LV-VIC Radiometric Calibration Analysis Procedure

The goal of this document is to organize the analysis that must be performed on the calibration data taken at BAE systems for the LV-VIC instrument. Sections are meant to be organized into distinct tasks which can then be turned into individual MATLAB scripts which can finally be packaged into a distributable MATLAB toolbox for use by the greater planetary science community.

1. Executive Summary

Table 2: Preliminary list of MATLAB scripts to make for the radiometric calibration of the Lunar-VISE VIC. More utility scripts or subscripts may be required to make the entire framework run, but this should cover the main steps of calibration.
Script Name Description Input Output
calculate_bias Calculates pixel-by-pixel bias component to the signal Series of zero exposures images, repeated at different temperatures Function that removes bias signal from each pixel
calculate_dark_current Calculates pixel-by-pixel dark current component to the signal Series of varying exposure time images, repeated at different temperatures Function that removes offset signal for each pixel
pixel_lineararity Fits a linear model to each pixel in the scene to determine linearity Series of varying exposure time images Linear fit for each pixel in the scene
subarea_linearity Fits a linear model to the average response of several subscenes Series of varying exposure time images Several linear fits for several subscenes of the entire scene
get_photon_transfer Creates a photon transfer curve to determine the pixel-by-pixel gain and read noise Groups of consecutive flat-field images taken at varying signal strengths (i.e. different exposure times or integrating sphere settings) Gain and read noise pixel-by-pixel maps
correct_coherent_noise Corrects for known sources of coherent noise across the scene Calibrated image with sources of coherent noise Corrected image with coherent noise removed
correct_flat_field Corrects for flat-field effects across the scene Series of flat field images, bias and offset corrected. Function that corrects a target image for flat-field effects
get_sensitivity Obtains the sensitivity of the instrument that is needed to convert DN to radiance Series of bias and offset corrected flat-field images at varying radiances (i.e. integrating sphere settings) Sensitivity term that converts DN to radiance


Figure 1: Preliminary Radiometric Calibration Flowchart for Lunar-VISE. Each step corresponds to MATLAB scripts listed in Table 1. Each step also loosely corresponds with a source of error to be taken into account in the final radiance calculation.

2. Dark-Field Analysis

2.1 Bias Determination

Bias fundamentally depends on instrument temperature and is different for each pixel in a CMOS detector, so bias maps must be made over the full range of expected operating temperatures. It is also important to average bias frames to get a good idea of both the actual bias level and the uncertainty on bias removal. Bias frames are defined as dark-field frames (i.e. no physical exposure to light using e.g. a shutter) that are taken with the shortest possible exposure time. The MATLAB script should be able to read in a series of bias field images, find their mean and standard deviation and repeat this for many different temperatures. The temperature dependence should then be modeled for each pixel and interpolated to determine the bias for any instrument temperature. Finally, the code should be able to put this information in a form that can later be subtracted from other calibration steps.

Inputs:

  • 4D Array of bias field images (NxMxKxT) where N and M are spatial dimensions, K is the dimension for repeated bias images with zero exposure and T is for varying temperatures.

Outputs:

  • Modeled bias vs. temperature relationship at each pixel
  • A dataframe that can be called via a function to subtract the bias value at a given temperature, interpolated from the measured temperatures.

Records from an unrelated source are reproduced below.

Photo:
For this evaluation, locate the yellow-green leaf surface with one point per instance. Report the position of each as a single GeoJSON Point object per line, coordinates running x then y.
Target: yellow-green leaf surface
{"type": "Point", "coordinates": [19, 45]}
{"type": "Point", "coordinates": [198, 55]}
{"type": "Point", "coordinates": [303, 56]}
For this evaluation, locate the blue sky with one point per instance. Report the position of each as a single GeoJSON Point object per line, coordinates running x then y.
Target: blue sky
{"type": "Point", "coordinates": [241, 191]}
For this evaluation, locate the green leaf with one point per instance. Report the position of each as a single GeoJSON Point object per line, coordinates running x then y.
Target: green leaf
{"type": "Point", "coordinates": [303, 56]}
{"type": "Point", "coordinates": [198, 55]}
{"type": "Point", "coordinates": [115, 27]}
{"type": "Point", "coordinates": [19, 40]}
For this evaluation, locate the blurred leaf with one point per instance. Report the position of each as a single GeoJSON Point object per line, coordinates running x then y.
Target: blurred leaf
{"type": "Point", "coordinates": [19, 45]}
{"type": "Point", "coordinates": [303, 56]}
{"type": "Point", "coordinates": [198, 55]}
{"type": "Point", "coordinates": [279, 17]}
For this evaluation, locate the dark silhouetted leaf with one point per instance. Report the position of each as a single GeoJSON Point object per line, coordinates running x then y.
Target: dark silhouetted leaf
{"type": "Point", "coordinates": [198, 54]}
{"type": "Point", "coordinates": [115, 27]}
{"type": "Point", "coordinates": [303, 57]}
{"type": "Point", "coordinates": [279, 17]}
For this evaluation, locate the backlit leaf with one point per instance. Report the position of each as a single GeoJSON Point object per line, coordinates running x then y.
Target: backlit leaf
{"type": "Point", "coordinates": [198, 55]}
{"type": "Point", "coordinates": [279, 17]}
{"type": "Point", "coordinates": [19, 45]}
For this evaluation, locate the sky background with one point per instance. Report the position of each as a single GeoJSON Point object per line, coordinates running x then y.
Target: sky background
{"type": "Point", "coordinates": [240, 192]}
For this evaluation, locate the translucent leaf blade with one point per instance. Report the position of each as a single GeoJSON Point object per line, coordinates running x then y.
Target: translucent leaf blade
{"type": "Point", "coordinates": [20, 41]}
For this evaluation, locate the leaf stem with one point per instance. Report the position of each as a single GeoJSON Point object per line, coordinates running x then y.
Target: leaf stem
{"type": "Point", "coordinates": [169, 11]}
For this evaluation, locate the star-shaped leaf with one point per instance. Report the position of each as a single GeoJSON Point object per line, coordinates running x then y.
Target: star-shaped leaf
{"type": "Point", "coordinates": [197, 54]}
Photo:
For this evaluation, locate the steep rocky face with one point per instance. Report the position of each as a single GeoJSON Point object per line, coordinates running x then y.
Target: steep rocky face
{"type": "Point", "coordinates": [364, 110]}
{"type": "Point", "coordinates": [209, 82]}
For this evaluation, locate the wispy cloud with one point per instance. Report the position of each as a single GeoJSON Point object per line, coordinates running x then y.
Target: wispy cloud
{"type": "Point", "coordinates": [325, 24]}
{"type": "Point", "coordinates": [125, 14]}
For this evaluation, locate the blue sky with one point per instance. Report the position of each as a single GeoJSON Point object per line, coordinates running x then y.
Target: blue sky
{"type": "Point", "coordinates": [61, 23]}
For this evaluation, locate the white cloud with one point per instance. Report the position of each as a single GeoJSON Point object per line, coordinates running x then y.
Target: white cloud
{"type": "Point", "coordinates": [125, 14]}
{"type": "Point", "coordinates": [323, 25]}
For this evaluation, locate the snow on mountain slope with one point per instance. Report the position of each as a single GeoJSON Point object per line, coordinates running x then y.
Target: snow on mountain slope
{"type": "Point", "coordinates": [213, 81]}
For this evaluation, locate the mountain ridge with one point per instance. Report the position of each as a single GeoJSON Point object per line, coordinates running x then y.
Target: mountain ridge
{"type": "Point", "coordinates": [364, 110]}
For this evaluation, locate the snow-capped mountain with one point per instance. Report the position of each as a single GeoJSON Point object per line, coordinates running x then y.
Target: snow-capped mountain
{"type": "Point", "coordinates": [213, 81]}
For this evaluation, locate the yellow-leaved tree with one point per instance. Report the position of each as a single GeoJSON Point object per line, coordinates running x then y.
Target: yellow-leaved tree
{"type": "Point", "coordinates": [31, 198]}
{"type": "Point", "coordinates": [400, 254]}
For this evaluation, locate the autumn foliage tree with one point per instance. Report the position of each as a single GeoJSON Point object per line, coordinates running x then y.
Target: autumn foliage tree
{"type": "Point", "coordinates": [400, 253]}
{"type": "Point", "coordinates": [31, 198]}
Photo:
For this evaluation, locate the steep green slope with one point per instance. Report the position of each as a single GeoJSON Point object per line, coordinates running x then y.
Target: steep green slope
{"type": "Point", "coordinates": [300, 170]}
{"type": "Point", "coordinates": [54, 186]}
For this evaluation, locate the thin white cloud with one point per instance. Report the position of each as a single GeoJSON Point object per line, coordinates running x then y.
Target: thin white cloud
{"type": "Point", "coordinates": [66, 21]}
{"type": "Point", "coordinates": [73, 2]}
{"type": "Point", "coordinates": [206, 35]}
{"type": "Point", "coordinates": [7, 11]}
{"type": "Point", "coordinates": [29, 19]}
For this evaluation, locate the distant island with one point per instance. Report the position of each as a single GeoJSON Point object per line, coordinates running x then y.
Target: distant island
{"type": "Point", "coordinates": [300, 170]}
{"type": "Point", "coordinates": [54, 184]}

2.2 Dark Current Measurement

Dark current is also heavily dependent on temperature but will scale with exposure time. For a CMOS sensor, the dark current function will also vary across the detector (e.g. due to amp glow, hot pixels, etc…). By taking a series of exposure lengths over a dark field, the dark current can be discriminated from the bias values. It is currently unclear whether the dark current is pre-characterized for our instrument and whether a model exists to fit the measured dark current, but, assuming a roughly linear relationship to exposure time, the dark current can be obtained simply through measurement over the entire range of expected operating temperatures. The script should be able to take in a series of dark field images with varying exposure times, subtract the bias level for each, and fit a curve/line to find the dark current function. This should then be repeated across the entire temperature range. The output should be a 2-variable model where, given a temperature and an exposure time, the dark current level is given for each pixel on the image.

Inputs:

  • 4D array of dark-field images (NxMxJxT) where N and M are spatial dimensions, J is the series of varying exposure lengths and T is for varying temperatures.

Outputs:

  • A look-up table style function that gives the dark current level at every pixel for a given temperature and exposure time.

3. Linearity Analysis

Figure 2: Preliminary Radiometric Calibration Flowchart for Lunar-VISE. Each step corresponds to MATLAB scripts listed in Table 1. Each step also loosely corresponds with a source of error to be taken into account in the final radiance calculation.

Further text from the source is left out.